Create rootfs partition manually

I have a new USB disk, and created a new partition. I already have the rootfs image created on the host (flash.sh --no-flash). How can I manually dump the rootfs onto the new partition?

A few things I could think:

  1. dd Linux_for_Tegra/bootloader/system.img to the new partition.
  2. create ext4 on the new partition, mount it, and then copy Linux_for_Tegra/rootfs directly to it.

I am not sure if system.img is identical to Linux_for_Tegra/rootfs directly

You have to use the “raw” image if working with dd. Check the exact size of “bootloader/system.img.raw”, create a partition on your disk, and then try dd again to that partition.
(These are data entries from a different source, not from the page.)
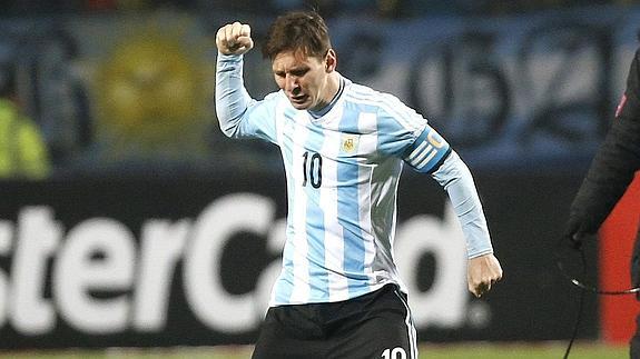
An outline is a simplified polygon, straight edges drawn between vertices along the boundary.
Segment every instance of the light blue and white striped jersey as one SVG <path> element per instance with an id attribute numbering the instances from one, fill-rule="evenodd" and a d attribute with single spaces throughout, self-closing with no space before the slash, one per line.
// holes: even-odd
<path id="1" fill-rule="evenodd" d="M 220 128 L 233 138 L 277 144 L 287 179 L 286 245 L 270 306 L 346 300 L 390 282 L 404 290 L 393 259 L 403 163 L 435 171 L 432 176 L 445 188 L 457 188 L 457 199 L 450 191 L 454 210 L 457 201 L 461 216 L 469 217 L 476 210 L 470 211 L 470 203 L 480 201 L 464 163 L 394 96 L 341 78 L 338 96 L 326 111 L 311 113 L 293 108 L 283 91 L 253 100 L 242 64 L 242 56 L 218 54 Z M 456 180 L 460 173 L 469 178 Z M 472 217 L 464 221 L 479 223 Z M 467 238 L 470 257 L 492 251 L 481 208 L 480 217 L 473 229 L 477 233 L 471 235 L 476 239 Z"/>

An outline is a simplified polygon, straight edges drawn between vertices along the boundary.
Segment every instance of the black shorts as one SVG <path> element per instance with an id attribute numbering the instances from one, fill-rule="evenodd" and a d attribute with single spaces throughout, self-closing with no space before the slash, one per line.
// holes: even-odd
<path id="1" fill-rule="evenodd" d="M 339 302 L 272 307 L 252 358 L 417 358 L 406 296 L 387 285 Z"/>

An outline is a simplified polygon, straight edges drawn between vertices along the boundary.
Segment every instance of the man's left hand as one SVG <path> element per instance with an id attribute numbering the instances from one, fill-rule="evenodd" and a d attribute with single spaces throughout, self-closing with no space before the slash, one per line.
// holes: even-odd
<path id="1" fill-rule="evenodd" d="M 480 256 L 469 260 L 466 281 L 469 291 L 480 298 L 491 290 L 491 287 L 502 279 L 502 268 L 498 258 L 490 255 Z"/>

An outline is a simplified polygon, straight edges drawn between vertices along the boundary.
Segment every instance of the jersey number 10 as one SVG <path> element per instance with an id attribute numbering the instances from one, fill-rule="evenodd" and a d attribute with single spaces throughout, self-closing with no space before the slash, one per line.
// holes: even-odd
<path id="1" fill-rule="evenodd" d="M 319 188 L 322 185 L 322 157 L 316 152 L 311 154 L 311 158 L 309 152 L 305 152 L 303 157 L 303 187 L 307 186 L 308 180 L 313 188 Z"/>

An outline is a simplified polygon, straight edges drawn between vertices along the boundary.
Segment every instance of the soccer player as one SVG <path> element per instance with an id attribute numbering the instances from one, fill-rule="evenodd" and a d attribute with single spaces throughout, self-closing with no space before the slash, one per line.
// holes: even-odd
<path id="1" fill-rule="evenodd" d="M 447 191 L 467 241 L 469 289 L 480 297 L 502 269 L 467 167 L 421 114 L 336 71 L 316 12 L 272 24 L 263 54 L 280 90 L 260 101 L 243 81 L 249 26 L 221 27 L 216 44 L 220 129 L 277 144 L 287 178 L 283 268 L 253 358 L 416 358 L 392 250 L 401 170 L 407 163 Z"/>
<path id="2" fill-rule="evenodd" d="M 640 37 L 640 34 L 639 34 Z M 598 149 L 569 215 L 565 238 L 579 248 L 595 233 L 640 170 L 640 49 L 631 62 L 627 89 L 604 142 Z M 631 260 L 633 286 L 640 286 L 640 230 Z M 640 298 L 639 298 L 640 299 Z M 631 358 L 640 359 L 640 317 L 631 339 Z"/>

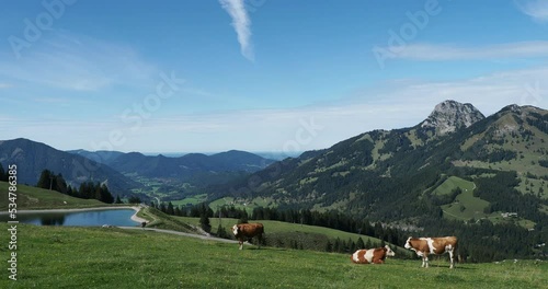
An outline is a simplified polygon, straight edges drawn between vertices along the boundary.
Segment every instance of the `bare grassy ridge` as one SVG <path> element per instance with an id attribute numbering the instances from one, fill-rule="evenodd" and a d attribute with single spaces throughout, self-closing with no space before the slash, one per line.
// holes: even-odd
<path id="1" fill-rule="evenodd" d="M 5 232 L 8 226 L 0 224 Z M 8 234 L 0 242 L 8 243 Z M 18 280 L 0 288 L 546 288 L 548 263 L 458 264 L 247 246 L 139 230 L 34 227 L 18 231 Z M 10 252 L 2 245 L 0 255 Z"/>

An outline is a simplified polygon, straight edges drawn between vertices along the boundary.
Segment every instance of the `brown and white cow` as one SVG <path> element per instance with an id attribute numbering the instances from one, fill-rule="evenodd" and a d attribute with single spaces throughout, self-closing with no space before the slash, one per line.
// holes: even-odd
<path id="1" fill-rule="evenodd" d="M 358 250 L 352 254 L 351 259 L 356 264 L 383 264 L 386 256 L 393 257 L 396 253 L 388 246 Z"/>
<path id="2" fill-rule="evenodd" d="M 429 267 L 429 255 L 441 255 L 449 253 L 449 268 L 455 267 L 455 250 L 457 248 L 458 240 L 456 236 L 441 238 L 412 238 L 406 242 L 404 247 L 413 250 L 418 256 L 422 257 L 422 267 Z"/>
<path id="3" fill-rule="evenodd" d="M 232 233 L 235 234 L 236 239 L 238 239 L 240 243 L 240 250 L 242 250 L 243 240 L 248 239 L 248 241 L 251 241 L 251 239 L 255 235 L 259 239 L 259 245 L 261 245 L 264 227 L 262 223 L 239 223 L 232 226 Z"/>

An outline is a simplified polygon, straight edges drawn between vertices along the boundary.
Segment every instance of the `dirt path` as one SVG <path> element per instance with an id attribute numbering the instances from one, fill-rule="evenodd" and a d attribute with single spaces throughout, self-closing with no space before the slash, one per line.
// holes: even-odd
<path id="1" fill-rule="evenodd" d="M 95 207 L 95 208 L 81 208 L 81 209 L 47 209 L 47 210 L 18 210 L 18 213 L 42 213 L 42 212 L 73 212 L 73 211 L 92 211 L 92 210 L 118 210 L 118 209 L 133 209 L 135 213 L 132 216 L 132 220 L 141 223 L 149 222 L 146 219 L 137 217 L 137 212 L 141 209 L 141 206 L 121 206 L 121 207 Z M 8 213 L 8 211 L 1 211 L 0 215 Z"/>

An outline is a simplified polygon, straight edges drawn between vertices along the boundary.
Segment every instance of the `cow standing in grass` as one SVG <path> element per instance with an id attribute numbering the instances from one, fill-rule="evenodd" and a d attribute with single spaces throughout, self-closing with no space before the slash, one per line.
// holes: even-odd
<path id="1" fill-rule="evenodd" d="M 455 250 L 458 240 L 456 236 L 442 238 L 409 238 L 404 247 L 413 250 L 418 256 L 422 257 L 422 267 L 429 267 L 429 254 L 441 255 L 449 253 L 449 268 L 455 267 Z"/>
<path id="2" fill-rule="evenodd" d="M 356 264 L 383 264 L 386 256 L 393 257 L 396 253 L 388 246 L 358 250 L 351 256 L 351 261 Z"/>
<path id="3" fill-rule="evenodd" d="M 259 245 L 261 245 L 264 227 L 262 223 L 239 223 L 232 226 L 232 233 L 235 234 L 236 239 L 238 239 L 240 243 L 240 250 L 242 250 L 243 240 L 247 239 L 248 241 L 251 241 L 251 239 L 255 235 L 259 239 Z"/>

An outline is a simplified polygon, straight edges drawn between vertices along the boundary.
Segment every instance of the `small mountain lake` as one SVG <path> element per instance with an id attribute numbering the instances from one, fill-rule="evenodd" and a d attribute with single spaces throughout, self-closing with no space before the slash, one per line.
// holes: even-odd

Using something like rsync (which understands device special files and other things plain cp does not understand), then you could mostly do the same thing with copy to a partition as files. There are some additions to “rootfs/boot/” prior to creating system.img (and system.img.raw), so likely the dd of system.img.raw would be a better choice (though in some cases it will end up identical).

Thanks for the hint of system.img.raw! It is a huge file and I can mount it:

mount -o ro,loop system.img.raw /mnt

df /mnt shows actual disk usage a lot less. I am able to tar it up to a smaller file, transfer to the other machine where USB drive is connected, create ext4 fs on the usb new partition, mount the partition and untar the files to it.